Faustina n’est pas d’accord ?
-
Non, répondit-il. Faustina est partie. »
Silence.
« Elle
est partie. Elle a dit qu’elle n’en pouvait plus de vivre avec moi.
-
La raison ?
-
Oh ! va donc comprendre les femmes ! » Il alluma une cigarette.
« Je me figurais qu’elle était amoureuse de moi pourtant.
-
Je pense bien qu’elle t’aimait.
-
Et pourtant elle est partie.
-
Où ? Elle est retournée dans sa famille ?
-
Sa famille n’en sait rien. Elle est partie.

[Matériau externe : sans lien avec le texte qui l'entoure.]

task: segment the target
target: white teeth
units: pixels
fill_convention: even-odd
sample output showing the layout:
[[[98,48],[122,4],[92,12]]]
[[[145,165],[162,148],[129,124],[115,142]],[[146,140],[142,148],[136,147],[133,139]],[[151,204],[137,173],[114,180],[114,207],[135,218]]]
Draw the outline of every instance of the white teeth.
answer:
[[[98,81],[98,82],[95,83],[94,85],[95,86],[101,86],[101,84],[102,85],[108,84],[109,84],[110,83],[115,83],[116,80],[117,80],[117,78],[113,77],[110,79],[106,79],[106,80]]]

Je n’ai plus de nouvelles. »
Je
le regardais. Il était un peu pâle. Mais tout en me parlant il étreignait
voluptueusement le cercle du volant, il caressait le pulpeux levier de
changement de vitesse, son pied sur l’accélérateur allait et venait avec la
tendresse de celui qui effleure un corps aimé. Et la voiture, à chaque geste
palpitait de façon juvénile, glissait avec souplesse. Nous sortîmes de la ville
et Stéphane pris l’autoroute de Turin où l’on arriva en moins de trois quarts
d’heure. Une course folle ; toutefois, contrairement à mon habitude, je
n’avais pas peur, tant cet engin vous donnait une sensation de domination. De
plus : il semblait que la machine s’abandonnât à la volonté de Stéphane,
interprétant et anticipant ses désirs secrets. Et pourtant Stéphane me mettait
en colère. Il avait sa voiture, bon, son désir frénétique était assouvi,
parfait. Mais Faustina cette adorable femme l’avait planté là. Et il n’en
faisait pas un drame.
Quelque
temps après, je dus partir et fus absent assez longtemps. A mon retour, comme
cela arrive, ma vie s’organisa de façon différente. Je revis Stéphane, oui,
mais pas aussi souvent qu’avant. Lui, entre-temps avait trouvé un nouveau
travail, il gagnait bien sa vie, il courait le monde avec sa hors-série. Et il
était heureux.
Les
année passèrent. Stéphane et moi nous continuions à nous voir mais comme ça, en
passant. A chaque rencontre je lui demandais des nouvelles de Faustina et il me
disait qu’elle avait bel et bien disparu pour toujours, je lui demandais des
nouvelles de sa voiture et il me répondait que oui, bien sûr, c’était toujours
une bonne voiture, mais elle commençait à donner des signes d’usure, à tout
bout de champ il fallait la conduire au garage et il n’y avait guère de
mécaniciens capables de comprendre quelque chose à ce moteur étranger.
Et
puis je lus cette nouvelle sur le journal :
Après avoir traversé
le cours Garibaldi puis la rue Montebello, à une vitesse croissante, la voiture
a tourné à gauche, puis à droite, empruntant la rue Elvezia et enfin elle s’est
jetée contre les vieilles ruines du château des Sforza qui se dressent devant
le parc. Elle prit feu et fut entièrement carbonisée.
Il reste à expliquer
comment cette voiture, abandonnée à elle-même, a pu parcourir cet itinéraire en
zigzag sans rencontrer d’obstacles malgré la circulation intense ; et
comment elle a pu accélérer de plus en plus son allure.
Parmi les personnes
présentes, il y en a qui ont remarqué cette voiture sans chauffeur.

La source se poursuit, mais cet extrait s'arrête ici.